Auteur : Laura Kasischke
Traducteur : Anne Wicke
Date de saisie : 22/10/2007
Genre : Romans et nouvelles - étranger
Editeur : Bourgois, Paris, France
Collection : Littérature étrangère
Prix : 25.00 € / 163.99 F
ISBN : 2-267-01905-1
GENCOD : 9782267019056
Sorti le : 12/04/2007
" A moi pour toujours " : tel est le billet anonyme que trouve Sherry Seymour dans son casier de professeur à l'université un jour de Saint-Valentin.
Elle est d'abord flattée par un message qui tombe à point nommé dans sa vie routinière : son couple fatigué, son père malade et son fils unique de plus en plus distant. Mais cet admirateur secret obsède Sherry. Une situation d'autant plus troublante qu'elle est alimentée par le double jeu de son mari. Sherry perd vite le contrôle de sa vie faussement équilibrée. La tension monte jusqu'à l'irréparable.
Laura Kasischke déploie tout son talent pour peindre une réalité américaine dans laquelle tout, y compris le désir, semble bien ordonné. Une réalité où quatre mots suffisent cependant à ébranler de manière irréversible la vie des personnages.

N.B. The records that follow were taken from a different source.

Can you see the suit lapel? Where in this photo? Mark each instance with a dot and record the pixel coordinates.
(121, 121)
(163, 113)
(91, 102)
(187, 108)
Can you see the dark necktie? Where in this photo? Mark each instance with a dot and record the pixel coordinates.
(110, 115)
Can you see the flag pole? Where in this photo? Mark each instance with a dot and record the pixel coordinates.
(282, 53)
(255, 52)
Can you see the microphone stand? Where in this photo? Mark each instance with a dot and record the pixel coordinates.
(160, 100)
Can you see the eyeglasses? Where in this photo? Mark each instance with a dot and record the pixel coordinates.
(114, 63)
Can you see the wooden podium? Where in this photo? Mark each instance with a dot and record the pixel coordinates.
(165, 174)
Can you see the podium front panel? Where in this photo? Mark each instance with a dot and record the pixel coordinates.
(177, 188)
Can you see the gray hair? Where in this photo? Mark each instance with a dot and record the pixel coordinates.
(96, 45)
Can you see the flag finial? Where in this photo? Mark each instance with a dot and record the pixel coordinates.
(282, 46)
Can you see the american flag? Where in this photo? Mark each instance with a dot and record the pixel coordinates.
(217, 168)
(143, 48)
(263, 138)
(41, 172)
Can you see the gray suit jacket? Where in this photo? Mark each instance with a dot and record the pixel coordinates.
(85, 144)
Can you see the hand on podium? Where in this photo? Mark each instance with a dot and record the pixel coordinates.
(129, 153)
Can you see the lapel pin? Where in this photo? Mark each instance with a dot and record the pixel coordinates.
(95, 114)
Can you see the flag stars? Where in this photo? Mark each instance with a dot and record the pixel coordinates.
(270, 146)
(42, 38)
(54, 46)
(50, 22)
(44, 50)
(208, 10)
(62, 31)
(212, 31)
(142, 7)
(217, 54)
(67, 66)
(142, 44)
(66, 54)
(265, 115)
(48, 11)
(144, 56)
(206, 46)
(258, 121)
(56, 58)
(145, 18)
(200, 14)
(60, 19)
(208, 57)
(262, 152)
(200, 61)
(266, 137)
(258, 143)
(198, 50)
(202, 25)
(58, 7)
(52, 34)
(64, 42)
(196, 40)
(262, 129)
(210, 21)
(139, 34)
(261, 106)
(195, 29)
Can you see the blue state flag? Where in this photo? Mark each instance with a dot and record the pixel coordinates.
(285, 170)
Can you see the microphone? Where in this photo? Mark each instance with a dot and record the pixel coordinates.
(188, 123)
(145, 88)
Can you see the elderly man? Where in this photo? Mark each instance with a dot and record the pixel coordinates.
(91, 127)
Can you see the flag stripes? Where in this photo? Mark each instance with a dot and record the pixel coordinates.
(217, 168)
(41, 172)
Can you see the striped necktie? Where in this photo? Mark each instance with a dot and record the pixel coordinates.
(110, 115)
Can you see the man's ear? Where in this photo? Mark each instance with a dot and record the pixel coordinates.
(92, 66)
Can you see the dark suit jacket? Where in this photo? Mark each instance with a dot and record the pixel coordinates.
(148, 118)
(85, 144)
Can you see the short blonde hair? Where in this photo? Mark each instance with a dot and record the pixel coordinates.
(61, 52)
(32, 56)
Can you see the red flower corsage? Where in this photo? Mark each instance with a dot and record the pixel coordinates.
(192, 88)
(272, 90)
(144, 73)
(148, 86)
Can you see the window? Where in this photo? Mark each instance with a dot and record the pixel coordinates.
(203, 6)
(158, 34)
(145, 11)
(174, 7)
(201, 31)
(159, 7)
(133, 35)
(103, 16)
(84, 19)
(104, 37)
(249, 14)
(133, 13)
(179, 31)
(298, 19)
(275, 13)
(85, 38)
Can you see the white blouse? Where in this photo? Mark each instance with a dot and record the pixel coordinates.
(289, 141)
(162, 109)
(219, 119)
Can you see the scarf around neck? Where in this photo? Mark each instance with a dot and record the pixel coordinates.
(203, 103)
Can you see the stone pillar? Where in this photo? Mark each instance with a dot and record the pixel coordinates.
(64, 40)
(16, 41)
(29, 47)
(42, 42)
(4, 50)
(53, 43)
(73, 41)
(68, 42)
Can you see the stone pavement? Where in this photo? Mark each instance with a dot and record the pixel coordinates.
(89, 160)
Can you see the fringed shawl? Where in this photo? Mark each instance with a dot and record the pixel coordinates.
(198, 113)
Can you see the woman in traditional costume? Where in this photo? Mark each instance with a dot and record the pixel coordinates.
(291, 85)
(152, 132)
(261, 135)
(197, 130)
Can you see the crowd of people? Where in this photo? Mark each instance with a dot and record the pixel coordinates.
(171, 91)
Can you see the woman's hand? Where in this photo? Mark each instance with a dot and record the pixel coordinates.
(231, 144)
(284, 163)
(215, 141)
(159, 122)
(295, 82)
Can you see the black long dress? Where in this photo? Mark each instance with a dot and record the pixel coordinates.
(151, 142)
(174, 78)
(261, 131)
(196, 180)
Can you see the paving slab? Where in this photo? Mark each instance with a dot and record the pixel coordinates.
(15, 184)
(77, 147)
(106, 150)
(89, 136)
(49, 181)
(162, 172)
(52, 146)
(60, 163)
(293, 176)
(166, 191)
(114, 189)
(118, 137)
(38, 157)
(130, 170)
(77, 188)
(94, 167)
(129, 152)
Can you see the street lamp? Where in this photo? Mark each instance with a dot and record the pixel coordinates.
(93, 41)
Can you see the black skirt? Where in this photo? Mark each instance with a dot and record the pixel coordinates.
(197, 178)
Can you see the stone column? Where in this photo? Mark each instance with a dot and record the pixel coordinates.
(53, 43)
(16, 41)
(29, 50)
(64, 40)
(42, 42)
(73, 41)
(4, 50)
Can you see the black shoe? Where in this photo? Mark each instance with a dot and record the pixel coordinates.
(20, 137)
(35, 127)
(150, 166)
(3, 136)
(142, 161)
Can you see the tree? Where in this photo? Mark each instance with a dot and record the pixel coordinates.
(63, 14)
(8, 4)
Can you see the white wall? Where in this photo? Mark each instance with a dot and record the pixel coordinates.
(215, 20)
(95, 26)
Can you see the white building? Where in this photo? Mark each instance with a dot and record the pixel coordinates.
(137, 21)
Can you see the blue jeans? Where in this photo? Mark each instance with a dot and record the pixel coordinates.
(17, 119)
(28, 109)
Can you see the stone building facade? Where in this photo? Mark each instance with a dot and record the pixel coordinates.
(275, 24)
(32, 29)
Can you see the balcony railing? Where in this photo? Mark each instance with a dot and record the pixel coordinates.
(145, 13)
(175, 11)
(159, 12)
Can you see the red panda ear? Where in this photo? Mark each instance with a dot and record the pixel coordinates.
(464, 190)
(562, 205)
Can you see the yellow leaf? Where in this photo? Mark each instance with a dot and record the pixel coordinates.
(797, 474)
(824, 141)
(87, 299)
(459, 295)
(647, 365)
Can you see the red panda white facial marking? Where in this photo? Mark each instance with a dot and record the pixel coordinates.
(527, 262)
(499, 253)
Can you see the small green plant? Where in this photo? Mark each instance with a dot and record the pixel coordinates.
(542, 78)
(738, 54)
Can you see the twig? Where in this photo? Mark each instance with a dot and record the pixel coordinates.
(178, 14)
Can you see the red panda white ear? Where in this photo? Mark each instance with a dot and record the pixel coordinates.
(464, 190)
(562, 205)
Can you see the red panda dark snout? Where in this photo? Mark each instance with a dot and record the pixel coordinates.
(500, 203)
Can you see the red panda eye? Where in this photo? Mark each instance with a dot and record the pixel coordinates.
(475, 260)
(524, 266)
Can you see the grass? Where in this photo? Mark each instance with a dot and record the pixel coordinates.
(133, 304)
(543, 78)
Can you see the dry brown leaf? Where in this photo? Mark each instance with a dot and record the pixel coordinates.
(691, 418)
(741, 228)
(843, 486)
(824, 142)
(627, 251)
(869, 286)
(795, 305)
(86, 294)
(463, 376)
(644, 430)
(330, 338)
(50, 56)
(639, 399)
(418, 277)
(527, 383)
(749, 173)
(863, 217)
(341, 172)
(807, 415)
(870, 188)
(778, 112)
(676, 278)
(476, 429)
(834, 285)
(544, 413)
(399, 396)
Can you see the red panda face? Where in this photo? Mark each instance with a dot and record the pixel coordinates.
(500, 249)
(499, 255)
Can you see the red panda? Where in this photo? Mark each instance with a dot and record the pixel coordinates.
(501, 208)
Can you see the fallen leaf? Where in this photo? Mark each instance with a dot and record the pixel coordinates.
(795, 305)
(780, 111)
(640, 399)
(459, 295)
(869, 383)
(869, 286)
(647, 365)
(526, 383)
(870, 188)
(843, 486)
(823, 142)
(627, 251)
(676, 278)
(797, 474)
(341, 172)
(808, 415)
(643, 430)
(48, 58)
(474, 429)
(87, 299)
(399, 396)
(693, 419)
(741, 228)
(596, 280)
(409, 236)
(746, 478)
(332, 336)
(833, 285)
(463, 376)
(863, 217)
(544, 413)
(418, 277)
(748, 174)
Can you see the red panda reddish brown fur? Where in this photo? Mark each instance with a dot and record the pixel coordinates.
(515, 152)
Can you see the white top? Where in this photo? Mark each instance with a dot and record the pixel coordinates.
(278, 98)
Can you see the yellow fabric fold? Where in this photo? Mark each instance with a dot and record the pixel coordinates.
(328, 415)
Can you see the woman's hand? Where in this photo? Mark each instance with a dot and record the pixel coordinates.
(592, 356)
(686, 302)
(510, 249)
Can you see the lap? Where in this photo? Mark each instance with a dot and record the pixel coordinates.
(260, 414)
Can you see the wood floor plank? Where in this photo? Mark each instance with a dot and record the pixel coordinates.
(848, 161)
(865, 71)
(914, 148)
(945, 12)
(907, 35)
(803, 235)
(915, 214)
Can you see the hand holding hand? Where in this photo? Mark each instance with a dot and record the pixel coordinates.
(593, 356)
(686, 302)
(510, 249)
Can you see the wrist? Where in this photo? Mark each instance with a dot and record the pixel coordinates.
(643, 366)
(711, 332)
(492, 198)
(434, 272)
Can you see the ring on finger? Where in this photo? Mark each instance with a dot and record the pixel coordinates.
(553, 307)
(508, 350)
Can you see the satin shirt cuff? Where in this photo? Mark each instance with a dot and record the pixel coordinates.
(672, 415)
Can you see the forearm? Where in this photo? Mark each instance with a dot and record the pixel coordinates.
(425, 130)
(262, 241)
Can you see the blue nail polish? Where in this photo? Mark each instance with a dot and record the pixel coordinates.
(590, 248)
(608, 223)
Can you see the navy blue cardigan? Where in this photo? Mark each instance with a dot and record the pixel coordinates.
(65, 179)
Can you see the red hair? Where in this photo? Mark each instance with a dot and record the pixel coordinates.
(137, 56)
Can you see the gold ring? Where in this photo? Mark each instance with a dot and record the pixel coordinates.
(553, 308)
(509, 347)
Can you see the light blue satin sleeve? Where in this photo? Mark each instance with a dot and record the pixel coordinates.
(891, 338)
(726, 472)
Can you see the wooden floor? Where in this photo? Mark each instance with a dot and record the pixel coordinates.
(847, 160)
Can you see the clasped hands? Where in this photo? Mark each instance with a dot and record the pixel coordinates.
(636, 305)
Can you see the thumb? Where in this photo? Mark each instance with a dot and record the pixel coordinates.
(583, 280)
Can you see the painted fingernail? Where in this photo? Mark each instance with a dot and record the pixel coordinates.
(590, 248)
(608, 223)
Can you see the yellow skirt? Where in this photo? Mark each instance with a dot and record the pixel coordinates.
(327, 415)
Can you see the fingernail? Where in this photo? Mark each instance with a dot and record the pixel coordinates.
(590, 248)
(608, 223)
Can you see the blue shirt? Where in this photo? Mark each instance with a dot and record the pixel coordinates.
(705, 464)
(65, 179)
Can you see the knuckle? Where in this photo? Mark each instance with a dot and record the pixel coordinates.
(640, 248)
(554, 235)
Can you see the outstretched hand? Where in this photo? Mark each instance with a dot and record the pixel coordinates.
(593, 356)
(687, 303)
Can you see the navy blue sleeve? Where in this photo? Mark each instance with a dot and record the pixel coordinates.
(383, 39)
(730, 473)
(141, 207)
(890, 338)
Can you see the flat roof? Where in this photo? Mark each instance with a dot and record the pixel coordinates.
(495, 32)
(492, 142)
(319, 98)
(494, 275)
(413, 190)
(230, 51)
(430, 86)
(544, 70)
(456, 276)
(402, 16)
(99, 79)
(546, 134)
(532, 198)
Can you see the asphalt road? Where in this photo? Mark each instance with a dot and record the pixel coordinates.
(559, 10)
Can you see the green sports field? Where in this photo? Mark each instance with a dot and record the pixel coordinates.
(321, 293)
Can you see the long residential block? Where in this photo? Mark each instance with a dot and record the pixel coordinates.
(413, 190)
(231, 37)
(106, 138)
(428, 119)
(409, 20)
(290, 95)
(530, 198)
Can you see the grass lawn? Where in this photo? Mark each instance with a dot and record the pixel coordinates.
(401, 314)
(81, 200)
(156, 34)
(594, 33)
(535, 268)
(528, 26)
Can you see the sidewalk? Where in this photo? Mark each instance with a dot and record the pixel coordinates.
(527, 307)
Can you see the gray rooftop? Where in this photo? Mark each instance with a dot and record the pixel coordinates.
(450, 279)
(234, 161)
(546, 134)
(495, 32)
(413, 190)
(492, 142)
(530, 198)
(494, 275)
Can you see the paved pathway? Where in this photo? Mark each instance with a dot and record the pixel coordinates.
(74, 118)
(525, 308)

Elle est aussi une dénonciatrice tranquille, mais radicale, de la société américaine, d'une réalité ou tout ce qui s'affiche comme une réussite, comme un univers en ordre et en harmonie, ne demande qu'à se fissurer, voire à exploser. A aller jusqu'à la destruction et au meurtre. A moi pour toujours porte tout cela à un point de perfection. On se laisse prendre par ce malaise que Laura Kasischke sait distiller en douceur, avec son style précis et élégant. Et l'on s'interroge. Cette femme, Sherry, et cet homme, Jon, ne ressemblent-ils pas à ceux qui lisent l'histoire effrayante que leur raconte Sherry ? On voudrait être certain qu'il n'en est rien.
Avec «A moi pour toujours», son cinquième roman paru en français, la jeune romancière américaine Laura Kasischke prouve ce qu'on savait dès son premier livre, «A Suspicious River» (1996) : elle a l'art de susciter insensiblement, par touches insidieuses, tous les degrés de l'inquiétude, d'un malaise infime jusqu'à la panique. Le sujet : une femme. Plus précisément : le monde, le sexe, le couple, le printemps - la beauté et l'effroi de ces choses-là dans le coeur d'une femme sensible qui se croyait heureuse et qui sent que sa jeunesse lui échappe...
Laura Kasischke a une singulière aptitude à incarner le fatum dans des incidents anodins, à transfigurer les situations les plus banales en thriller, en poème, en élégie érotique et mythologique. On a beau savoir qu'elle a commencé par écrire de la poésie et que, depuis «Madame Bovary», les rêveries d'une femme ordinaire suffisent à instruire un roman, on n'en revient pas...
L'auteure conjugue la menace, la confusion des sentiments et le suspense. Avec cela, des petits gouffres de mélancolie maternelle, des souvenirs profonds comme des regrets, des peines ordinaires. Jamais on ne peut oublier que c'est une femme qui parle et qui observe, le coeur battant, les hommes, les enfants, les fleurs, les oiseaux, le sexe, la nuit, les saisons glacées de la terre et les villes du nord de l'Amérique. Un tempérament, un univers, un style. On ouvre le livre, on ne le lâche plus.
Les malentendus s'entassent, comme les gobelets de polystyrène sur les tables de la cafétéria. Le vertige du quotidien, avec sa banalité terrifiante, fige les sourires, contamine les silences, détruit la complicité familiale. Les zones résidentielles sont des champs de mines, avec le chien du voisin qui aboie pour rien, les messages qu'on oublie sur le répondeur, les collègues un peu trop empressés. «Nous conduisons tous, comme des fous, à l'aveugle, pour sortir de nos banlieues et nous lancer dans l'avenir sans même réfléchir à ce que nous faisons.» Laura Kasischke se fait le chantre de ce désordre intime, le sismographe des adultères tristes. On en a froid dans le dos.
Dans ce roman vertigineux, Laura Kasischke fouille les secrets d'une famille en accumulant rebondissements et malentendus, jusqu'à l'irréparable : sous sa plume, la comédie glamoureuse se transforme en machine infernale. Comme Rêves de garçons, A moi pour toujours ausculte cette gigantesque «fêlure» dont parlait Fitzgerald. Du travail de sape. Une messe noire, orchestrée par une redoutable styliste qui manie les mots comme des banderilles, dans les coulisses les plus sombres de l'Amérique ordinaire.